An example of Dr. Luks’ point, specifically for the question of rotator cuff surgery, can be seen below on this Web page under “Surgery Not Necessary?”
“One driving force that is emerging in our high-tech, low-touch approach to healthcare is our tendency to rely far too much on technology such as MRI findings, and too little on our physical exam findings and on the story our patient is telling us” write Dr. Luks.
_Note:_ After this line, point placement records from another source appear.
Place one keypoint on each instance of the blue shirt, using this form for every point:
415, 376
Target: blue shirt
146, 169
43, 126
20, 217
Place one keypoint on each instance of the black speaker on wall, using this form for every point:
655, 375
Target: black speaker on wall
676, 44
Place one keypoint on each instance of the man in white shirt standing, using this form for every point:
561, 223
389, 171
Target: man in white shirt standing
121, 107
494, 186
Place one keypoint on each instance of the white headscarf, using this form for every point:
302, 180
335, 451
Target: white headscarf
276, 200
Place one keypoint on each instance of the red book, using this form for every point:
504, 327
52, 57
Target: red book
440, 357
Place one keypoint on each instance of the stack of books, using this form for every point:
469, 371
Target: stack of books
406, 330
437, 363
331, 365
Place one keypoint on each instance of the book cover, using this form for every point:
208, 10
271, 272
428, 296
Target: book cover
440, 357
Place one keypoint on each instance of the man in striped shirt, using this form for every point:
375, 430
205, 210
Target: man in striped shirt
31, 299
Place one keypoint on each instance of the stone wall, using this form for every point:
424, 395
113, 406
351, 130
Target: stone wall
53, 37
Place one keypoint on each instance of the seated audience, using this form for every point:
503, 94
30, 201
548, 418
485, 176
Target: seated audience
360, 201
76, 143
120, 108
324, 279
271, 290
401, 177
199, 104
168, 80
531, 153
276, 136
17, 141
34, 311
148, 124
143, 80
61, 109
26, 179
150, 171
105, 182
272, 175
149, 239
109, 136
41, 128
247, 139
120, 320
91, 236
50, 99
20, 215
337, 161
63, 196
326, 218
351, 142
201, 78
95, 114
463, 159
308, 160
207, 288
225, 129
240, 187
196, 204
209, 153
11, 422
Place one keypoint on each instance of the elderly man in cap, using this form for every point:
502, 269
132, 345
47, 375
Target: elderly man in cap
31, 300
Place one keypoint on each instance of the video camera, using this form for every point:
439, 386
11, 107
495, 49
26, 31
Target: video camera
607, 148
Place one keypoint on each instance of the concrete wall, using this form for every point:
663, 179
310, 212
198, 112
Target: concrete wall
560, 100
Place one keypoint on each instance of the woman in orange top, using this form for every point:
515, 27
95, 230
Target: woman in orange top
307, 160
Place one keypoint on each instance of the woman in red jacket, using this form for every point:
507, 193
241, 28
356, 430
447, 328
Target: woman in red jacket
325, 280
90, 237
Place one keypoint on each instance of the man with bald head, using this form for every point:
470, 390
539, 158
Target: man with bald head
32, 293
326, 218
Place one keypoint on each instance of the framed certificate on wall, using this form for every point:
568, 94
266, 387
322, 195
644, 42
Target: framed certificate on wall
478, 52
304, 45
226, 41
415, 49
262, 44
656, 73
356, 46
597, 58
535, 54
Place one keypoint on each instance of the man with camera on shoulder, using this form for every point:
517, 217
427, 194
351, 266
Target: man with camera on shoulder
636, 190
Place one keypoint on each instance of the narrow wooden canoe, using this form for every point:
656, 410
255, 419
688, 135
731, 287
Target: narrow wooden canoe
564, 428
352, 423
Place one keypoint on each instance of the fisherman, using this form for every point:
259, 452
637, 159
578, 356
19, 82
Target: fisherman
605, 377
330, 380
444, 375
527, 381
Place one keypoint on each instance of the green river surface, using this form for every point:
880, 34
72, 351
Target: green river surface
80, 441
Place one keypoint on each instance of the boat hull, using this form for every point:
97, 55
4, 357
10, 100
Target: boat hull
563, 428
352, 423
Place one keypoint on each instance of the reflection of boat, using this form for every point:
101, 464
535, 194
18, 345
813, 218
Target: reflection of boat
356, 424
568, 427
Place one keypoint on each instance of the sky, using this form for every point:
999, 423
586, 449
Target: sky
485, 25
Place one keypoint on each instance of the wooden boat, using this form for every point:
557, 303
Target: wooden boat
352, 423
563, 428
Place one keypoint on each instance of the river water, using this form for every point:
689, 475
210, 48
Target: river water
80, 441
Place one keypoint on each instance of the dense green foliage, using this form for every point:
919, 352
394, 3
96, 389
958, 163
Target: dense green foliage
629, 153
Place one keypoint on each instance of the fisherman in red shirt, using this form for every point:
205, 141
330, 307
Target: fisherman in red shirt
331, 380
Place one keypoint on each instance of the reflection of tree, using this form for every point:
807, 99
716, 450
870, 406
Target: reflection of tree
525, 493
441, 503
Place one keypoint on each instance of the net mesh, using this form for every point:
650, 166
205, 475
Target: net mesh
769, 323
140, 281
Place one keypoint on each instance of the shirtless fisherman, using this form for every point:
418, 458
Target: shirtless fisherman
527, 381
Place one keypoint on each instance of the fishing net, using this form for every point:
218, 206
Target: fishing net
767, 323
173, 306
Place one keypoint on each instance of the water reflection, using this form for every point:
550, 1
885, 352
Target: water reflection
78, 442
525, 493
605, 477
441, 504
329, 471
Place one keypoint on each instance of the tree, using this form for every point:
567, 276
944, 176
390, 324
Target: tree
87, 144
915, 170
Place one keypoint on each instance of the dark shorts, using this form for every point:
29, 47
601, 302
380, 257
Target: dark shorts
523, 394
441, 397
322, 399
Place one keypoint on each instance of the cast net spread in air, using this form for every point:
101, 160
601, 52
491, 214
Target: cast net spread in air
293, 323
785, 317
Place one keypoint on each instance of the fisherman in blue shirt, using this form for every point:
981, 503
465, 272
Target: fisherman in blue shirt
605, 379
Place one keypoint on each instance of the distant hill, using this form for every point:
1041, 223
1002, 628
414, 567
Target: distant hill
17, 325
“Are we treating these patients?” he asks. “Or are we treating their MRI findings?
The Right Exercise
Here’s an illustration of “the right exercise” for rotator cuffs. I have two bad rotator cuffs which gave me pain for years, made it hard to sleep at night and awkward to function during the day. Last year, I worked outdoors in the mountains from May to October, and at the end of that time, my cuff problems were gone. My work had involved constant use of the arms in going up steep hills and pulling through brush. Within a month or two of desk work back in the city, though, I started feeling them again and the pain was a problem through winter and spring. Then I noticed that after downhill or cross-country skiing, they felt better, only to revert when I did not ski. Then last week, I spent a week paddling whitewater canoe in North Carolina, and now, again, they feel better. What I need to do, what we all need to do, according to Dr. Nicholas DiNubile, is a better job of exercising the right muscles on a daily basis, and place less emphasis on exercising the so-called “mirror muscles” and working outside the “safe” range of motion.
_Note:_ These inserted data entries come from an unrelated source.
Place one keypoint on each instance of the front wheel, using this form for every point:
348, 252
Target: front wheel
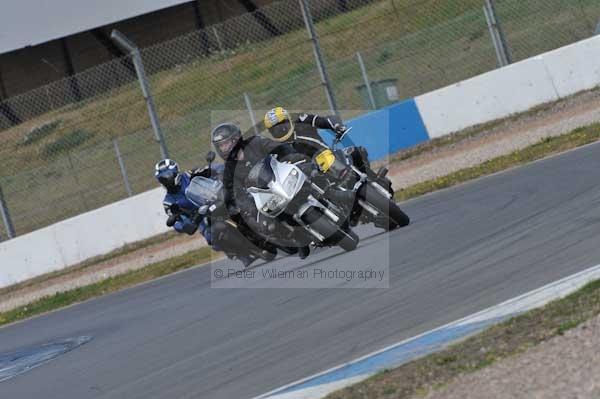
385, 206
332, 233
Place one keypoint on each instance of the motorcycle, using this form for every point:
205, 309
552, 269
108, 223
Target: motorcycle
349, 170
283, 193
233, 237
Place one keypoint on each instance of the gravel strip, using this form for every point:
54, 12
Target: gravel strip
564, 367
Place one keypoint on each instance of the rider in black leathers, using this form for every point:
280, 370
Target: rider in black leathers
240, 155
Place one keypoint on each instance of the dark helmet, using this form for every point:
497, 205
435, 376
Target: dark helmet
224, 138
167, 174
279, 123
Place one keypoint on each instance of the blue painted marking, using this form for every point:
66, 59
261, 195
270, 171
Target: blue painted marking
397, 355
387, 130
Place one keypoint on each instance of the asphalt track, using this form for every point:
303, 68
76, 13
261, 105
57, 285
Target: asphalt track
468, 248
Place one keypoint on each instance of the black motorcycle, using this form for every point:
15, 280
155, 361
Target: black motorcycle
367, 195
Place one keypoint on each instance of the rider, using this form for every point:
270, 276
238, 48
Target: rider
301, 129
240, 155
182, 213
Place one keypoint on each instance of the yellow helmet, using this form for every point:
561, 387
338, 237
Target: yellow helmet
279, 123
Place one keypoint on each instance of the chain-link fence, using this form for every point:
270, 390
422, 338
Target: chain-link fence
87, 141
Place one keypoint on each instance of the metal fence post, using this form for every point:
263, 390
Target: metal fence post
251, 112
498, 38
8, 224
363, 70
130, 48
122, 167
310, 27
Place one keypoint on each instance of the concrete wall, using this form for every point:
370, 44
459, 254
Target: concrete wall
515, 88
484, 98
74, 240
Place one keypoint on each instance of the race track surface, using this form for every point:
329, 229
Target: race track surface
468, 248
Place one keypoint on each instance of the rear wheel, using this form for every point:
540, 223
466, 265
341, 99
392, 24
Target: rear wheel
332, 233
388, 208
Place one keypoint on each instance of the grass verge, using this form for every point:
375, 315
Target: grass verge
510, 338
109, 285
548, 146
540, 150
117, 253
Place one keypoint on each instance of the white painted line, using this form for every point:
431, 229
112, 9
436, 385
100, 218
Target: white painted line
522, 303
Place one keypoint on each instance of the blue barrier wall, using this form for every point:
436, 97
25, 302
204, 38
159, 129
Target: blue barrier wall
387, 130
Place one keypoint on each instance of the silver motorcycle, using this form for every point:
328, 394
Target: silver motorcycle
283, 193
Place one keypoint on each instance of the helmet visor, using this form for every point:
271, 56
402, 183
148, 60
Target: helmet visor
169, 179
282, 131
So again, the key, as I read the advice of the experts, is the use of the right muscles in a safe range of motion, with a lot of pulling down and pulling back against force. These forces work the muscles known as “scapular stabilizers:” rhomboids, serratus anterior, trapezoid, levator scapulae. And others, such as the posterior deltoids. For more detail, see: Rotator Cuff Exercises.
Surgery Not Necessary?
So, this article from the Journal of Musculoskeletal Medicine article references a study indicating that three out of four (75% 117 patients studied) patients with massive rotator cuff tears were able to forego surgery in favor of “conservative measures.” “The results were significantly better than those for the 30 patients who ultimately required surgery.”
Most of the surgeries were total shoulder replacements. “About a third will need a repeat procedure if they expect a comfortable retirement,” says the article. “The 10-year survival of the implants was only 65.5%.”